Mi puntuación sobre 10: 6,0

viernes, enero 02, 2009

Palabras de 2009

Los comienzos de año suelen venir acompañados de una montaña de previsiones, desde las más serias desde el ámbito de la ciencia, hasta las más amarillentas desde el mundo del corazón y la entrepierna. Pues bién, este año voy a intentar predecir algunas palabras que seguro oiremos mucho durante 2009. Saco mi bola cristal y me pongo a ello.
La primera de ellas seguro que será recesión. De hecho, ya está empezando a sonar, aunque no será hasta que el INE publique los datos de la contabilidad trimestral que se convierta en una presencia cotidiana. Por desgracia, no creo que sea hasta 2010 que podamos enterrar el término. También es posible que, si todo sigue mal, se nos ponga de moda depresión (pérdida acumulada de PIB superior al 10%.

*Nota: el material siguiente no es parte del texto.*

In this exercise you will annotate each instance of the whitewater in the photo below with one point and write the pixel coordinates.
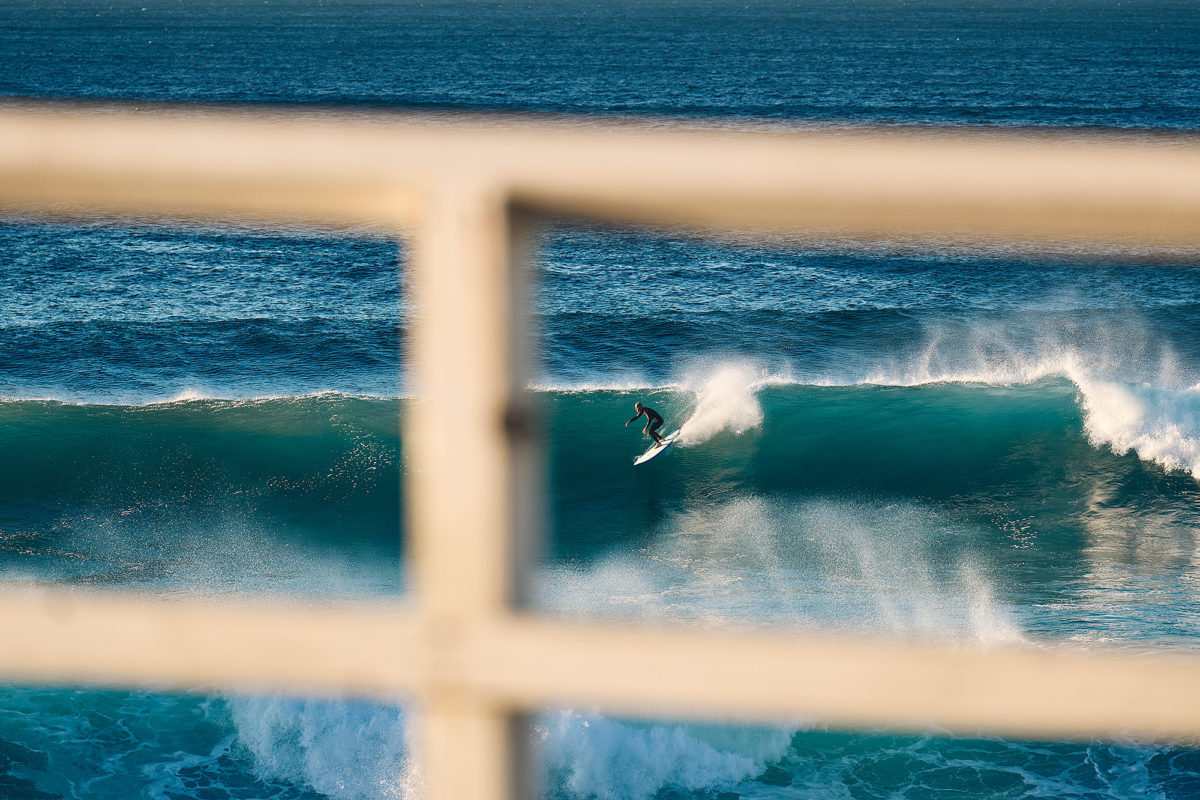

Otra de las palabras que comenzaremos a usar en este 2009 será facebook, como sinónimo de red social. Este tipo de redes son un paso más en la imbricación entre realidad y virtualidad. En los entornos de estas redes en las que se confunden lo personal con lo profesional, invertiremos cada vez más cantidad de nuestro tiempo. A través de ellas, entrelazadas con los blogs y otras páginas web, podremoss estar conectados con nuestros amigos o nuestros colaboradores, o nuestras redes de interés.

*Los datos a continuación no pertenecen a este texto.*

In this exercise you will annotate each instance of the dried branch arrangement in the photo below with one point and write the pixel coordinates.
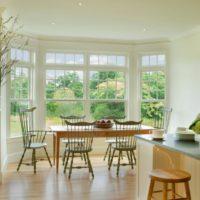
(8, 36)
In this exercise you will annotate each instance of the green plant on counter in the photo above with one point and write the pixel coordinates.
(195, 126)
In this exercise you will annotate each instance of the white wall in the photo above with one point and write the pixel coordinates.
(14, 145)
(184, 82)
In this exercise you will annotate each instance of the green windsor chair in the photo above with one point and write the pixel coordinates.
(32, 139)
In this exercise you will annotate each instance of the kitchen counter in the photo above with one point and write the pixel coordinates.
(166, 154)
(189, 148)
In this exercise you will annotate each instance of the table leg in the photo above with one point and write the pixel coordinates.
(57, 152)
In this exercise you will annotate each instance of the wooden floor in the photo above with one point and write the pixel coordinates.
(47, 185)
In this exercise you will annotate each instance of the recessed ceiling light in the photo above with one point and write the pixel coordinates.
(80, 3)
(144, 29)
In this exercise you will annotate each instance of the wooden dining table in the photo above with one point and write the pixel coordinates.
(62, 132)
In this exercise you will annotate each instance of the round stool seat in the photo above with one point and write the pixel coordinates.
(169, 175)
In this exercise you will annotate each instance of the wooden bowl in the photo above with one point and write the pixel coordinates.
(103, 125)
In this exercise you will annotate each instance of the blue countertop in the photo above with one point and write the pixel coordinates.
(189, 148)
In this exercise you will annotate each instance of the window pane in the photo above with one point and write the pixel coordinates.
(107, 85)
(65, 85)
(13, 53)
(50, 57)
(79, 59)
(55, 108)
(100, 109)
(153, 85)
(112, 60)
(161, 59)
(102, 60)
(19, 54)
(121, 60)
(15, 127)
(153, 60)
(26, 56)
(60, 58)
(94, 60)
(145, 60)
(69, 59)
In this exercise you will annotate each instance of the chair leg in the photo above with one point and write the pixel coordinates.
(71, 165)
(131, 158)
(173, 191)
(187, 189)
(164, 191)
(47, 156)
(118, 164)
(110, 153)
(66, 163)
(107, 151)
(34, 160)
(64, 154)
(89, 165)
(133, 153)
(150, 193)
(111, 160)
(20, 162)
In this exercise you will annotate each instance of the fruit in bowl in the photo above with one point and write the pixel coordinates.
(103, 123)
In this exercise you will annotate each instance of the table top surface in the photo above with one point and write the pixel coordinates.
(189, 148)
(60, 128)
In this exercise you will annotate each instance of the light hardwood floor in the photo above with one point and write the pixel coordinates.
(47, 185)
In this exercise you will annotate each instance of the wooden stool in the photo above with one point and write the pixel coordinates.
(172, 176)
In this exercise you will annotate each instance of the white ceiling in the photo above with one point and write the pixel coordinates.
(130, 20)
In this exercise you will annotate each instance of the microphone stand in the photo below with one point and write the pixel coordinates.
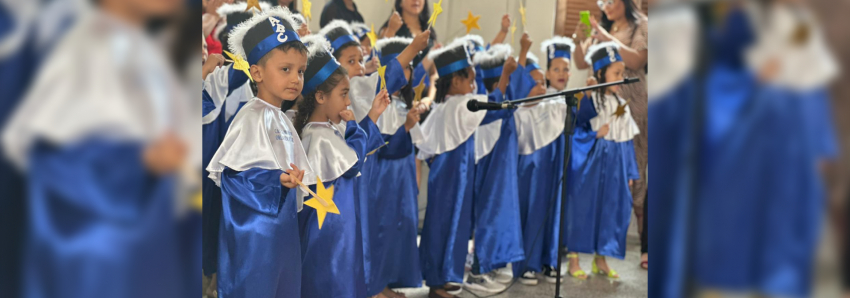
(568, 132)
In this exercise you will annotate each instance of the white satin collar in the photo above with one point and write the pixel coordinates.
(620, 129)
(261, 136)
(327, 150)
(449, 124)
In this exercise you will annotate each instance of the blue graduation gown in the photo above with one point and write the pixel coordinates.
(448, 216)
(213, 133)
(498, 233)
(93, 204)
(333, 256)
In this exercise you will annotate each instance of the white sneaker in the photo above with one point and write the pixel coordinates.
(502, 275)
(483, 283)
(528, 278)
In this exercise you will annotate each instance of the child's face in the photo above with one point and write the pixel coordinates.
(335, 102)
(352, 60)
(282, 75)
(614, 74)
(558, 73)
(461, 85)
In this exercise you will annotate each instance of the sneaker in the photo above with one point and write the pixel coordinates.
(502, 275)
(528, 278)
(483, 283)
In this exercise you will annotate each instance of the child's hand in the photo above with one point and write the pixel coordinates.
(213, 61)
(412, 118)
(602, 131)
(420, 42)
(165, 155)
(525, 42)
(506, 23)
(509, 67)
(379, 104)
(347, 115)
(290, 178)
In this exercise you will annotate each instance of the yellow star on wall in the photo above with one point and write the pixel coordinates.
(417, 91)
(522, 13)
(254, 4)
(321, 210)
(471, 22)
(239, 64)
(306, 6)
(438, 9)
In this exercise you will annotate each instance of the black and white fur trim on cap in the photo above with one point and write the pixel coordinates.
(237, 35)
(495, 56)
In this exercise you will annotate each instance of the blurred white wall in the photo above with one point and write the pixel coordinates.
(540, 18)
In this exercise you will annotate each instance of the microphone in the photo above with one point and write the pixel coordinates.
(474, 105)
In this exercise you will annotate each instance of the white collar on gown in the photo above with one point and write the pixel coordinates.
(449, 124)
(261, 136)
(620, 129)
(327, 150)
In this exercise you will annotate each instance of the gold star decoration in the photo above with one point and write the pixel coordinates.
(254, 4)
(417, 91)
(326, 195)
(621, 110)
(240, 64)
(438, 9)
(306, 6)
(522, 13)
(471, 22)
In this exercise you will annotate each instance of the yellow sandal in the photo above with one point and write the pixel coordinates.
(580, 274)
(595, 269)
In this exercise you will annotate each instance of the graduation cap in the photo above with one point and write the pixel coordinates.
(603, 54)
(531, 62)
(492, 60)
(359, 29)
(474, 43)
(254, 38)
(558, 47)
(320, 62)
(339, 35)
(389, 48)
(451, 58)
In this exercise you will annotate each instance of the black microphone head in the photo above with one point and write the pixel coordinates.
(472, 105)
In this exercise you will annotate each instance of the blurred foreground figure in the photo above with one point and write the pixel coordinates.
(100, 137)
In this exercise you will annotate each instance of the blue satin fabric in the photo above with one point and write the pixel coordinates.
(332, 257)
(99, 224)
(448, 216)
(392, 217)
(259, 248)
(538, 176)
(498, 234)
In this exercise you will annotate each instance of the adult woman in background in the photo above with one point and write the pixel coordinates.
(623, 23)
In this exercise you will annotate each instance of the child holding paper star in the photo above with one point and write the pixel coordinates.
(259, 161)
(449, 148)
(599, 208)
(336, 146)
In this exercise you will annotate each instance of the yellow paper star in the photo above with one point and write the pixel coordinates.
(321, 210)
(254, 4)
(306, 6)
(417, 91)
(522, 13)
(372, 36)
(382, 70)
(471, 22)
(438, 9)
(240, 64)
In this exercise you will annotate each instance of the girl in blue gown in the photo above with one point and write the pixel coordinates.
(449, 149)
(257, 165)
(599, 206)
(331, 244)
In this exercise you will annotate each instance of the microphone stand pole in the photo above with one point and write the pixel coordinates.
(568, 132)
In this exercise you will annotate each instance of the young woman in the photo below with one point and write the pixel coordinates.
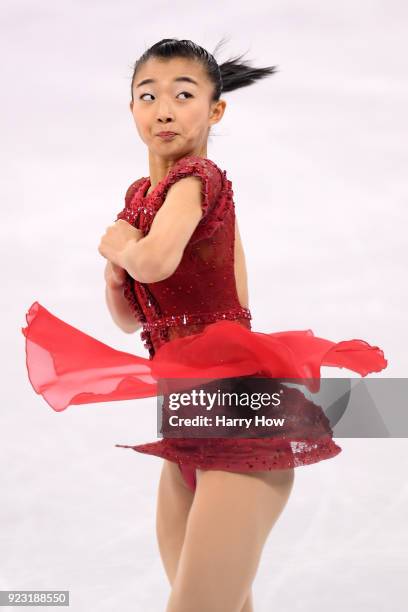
(176, 268)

La siguiente palabra está muy relacionada con la anterior. Se trata de algún derivado de movilidad y conectividad, con acento inglés seguramente. Tal vez algo como mobilenet, referido a todo aparato dotado de pantalla que nos permita el acceso a la red. El iPhone desde el que escribo estas líneas sería un buen ejemplo. En este mismo orden de aparatos, los lectores digitales se comenzarán a poner de moda, lo que terminará teniendo importantes repercusiones en el ámbito editorial.

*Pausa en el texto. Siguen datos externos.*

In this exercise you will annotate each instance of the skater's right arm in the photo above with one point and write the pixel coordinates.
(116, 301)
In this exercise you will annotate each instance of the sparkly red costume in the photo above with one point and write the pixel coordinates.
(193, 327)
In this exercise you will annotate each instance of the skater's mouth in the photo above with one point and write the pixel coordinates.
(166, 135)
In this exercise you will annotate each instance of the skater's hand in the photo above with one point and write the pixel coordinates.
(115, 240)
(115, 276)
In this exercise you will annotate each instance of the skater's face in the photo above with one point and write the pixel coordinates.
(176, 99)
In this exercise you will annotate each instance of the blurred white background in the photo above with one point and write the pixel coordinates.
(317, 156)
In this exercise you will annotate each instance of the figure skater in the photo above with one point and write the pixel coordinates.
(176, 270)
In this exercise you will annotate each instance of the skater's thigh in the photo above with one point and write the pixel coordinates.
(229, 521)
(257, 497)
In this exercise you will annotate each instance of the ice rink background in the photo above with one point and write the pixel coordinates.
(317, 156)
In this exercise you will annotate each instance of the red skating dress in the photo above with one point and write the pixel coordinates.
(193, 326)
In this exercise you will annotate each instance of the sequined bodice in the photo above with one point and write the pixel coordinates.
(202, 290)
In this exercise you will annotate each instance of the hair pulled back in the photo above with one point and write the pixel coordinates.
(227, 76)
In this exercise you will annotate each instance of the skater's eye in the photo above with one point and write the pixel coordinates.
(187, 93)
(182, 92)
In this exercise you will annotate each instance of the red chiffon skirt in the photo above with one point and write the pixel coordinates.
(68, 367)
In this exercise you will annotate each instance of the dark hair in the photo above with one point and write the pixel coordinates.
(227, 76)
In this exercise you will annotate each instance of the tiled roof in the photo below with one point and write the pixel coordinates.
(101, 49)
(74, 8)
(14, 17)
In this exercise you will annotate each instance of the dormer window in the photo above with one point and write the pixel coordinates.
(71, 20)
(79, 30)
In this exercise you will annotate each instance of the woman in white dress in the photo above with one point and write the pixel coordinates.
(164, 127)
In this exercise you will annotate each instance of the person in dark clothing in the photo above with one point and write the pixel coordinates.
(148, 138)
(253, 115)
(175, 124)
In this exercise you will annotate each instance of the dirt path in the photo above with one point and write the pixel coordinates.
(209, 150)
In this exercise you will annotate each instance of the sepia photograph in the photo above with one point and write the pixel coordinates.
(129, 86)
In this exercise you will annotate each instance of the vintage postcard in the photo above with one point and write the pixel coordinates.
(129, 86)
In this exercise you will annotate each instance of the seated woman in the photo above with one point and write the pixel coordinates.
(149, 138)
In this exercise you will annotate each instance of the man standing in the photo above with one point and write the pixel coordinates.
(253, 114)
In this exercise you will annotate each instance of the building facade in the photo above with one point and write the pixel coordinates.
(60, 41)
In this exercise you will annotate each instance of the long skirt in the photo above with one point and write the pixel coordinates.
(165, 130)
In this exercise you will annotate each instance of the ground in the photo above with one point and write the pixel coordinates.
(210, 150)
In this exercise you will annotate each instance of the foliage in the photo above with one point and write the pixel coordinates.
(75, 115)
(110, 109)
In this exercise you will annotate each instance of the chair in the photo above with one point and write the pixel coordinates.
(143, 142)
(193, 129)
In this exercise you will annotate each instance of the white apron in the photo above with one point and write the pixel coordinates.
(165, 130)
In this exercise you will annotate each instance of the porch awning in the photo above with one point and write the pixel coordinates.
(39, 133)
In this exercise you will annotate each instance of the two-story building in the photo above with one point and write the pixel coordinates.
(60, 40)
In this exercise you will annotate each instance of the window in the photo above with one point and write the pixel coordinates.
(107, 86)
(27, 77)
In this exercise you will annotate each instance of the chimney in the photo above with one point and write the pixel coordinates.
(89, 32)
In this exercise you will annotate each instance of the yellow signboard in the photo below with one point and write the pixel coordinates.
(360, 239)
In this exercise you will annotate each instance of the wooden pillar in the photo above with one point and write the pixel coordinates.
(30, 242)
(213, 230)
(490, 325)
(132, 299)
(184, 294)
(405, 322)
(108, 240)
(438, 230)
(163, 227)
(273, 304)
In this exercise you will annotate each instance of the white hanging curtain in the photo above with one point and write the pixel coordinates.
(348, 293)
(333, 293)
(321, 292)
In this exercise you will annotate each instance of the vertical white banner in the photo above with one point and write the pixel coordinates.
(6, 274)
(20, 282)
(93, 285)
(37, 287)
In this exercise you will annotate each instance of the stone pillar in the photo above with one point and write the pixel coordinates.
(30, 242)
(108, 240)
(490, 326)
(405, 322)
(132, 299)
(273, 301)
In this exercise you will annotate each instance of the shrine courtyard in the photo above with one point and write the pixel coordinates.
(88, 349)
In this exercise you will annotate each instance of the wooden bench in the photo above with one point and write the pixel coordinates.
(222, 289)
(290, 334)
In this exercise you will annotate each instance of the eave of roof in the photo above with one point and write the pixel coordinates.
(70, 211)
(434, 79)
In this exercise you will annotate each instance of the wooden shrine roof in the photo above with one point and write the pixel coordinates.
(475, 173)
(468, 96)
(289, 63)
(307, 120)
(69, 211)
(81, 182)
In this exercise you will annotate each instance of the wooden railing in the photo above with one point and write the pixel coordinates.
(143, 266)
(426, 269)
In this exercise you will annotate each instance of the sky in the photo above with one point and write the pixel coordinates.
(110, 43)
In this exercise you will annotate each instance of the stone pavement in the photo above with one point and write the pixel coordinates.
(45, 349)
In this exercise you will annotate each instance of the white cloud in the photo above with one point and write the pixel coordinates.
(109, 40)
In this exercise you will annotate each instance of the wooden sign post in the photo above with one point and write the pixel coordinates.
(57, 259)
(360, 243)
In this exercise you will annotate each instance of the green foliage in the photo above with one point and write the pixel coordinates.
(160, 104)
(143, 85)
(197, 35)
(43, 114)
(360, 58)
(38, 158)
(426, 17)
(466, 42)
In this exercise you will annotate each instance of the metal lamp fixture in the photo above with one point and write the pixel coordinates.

Aún me atrevo con una cuarta palabra que se utilizará de forma usual a partir de 2009, aunque en está ocasión como adjetivo: distribuído. La multiconectividad nos permitirá cada vez más la distribución. Las empresas industriales de carácter global ya realizan una producción distribuida. Pero la generación eléctrica tiene cada vez un perfil más difuso, con más agentes aportando energía a la red. Lo mismo terminará sucediendo con muchos servicios y, como no, en el ámbito de nuestra vida personal. De hecho el p2p es una fórmula de "distribución distribuida", si se me permite la redundancia. Como ejemplo más inmediato usaré el de la prensa: gracias a mi agregador de RSS yo no leo un sólo periódico, sino que accedo a la vez a los titulares de varios y entonces leo aquellas noticias que más me llamen la atención.
Éstas son mis predicciones para un 2009 que espero sea, contra todo pronóstico, próspero para mis lectores.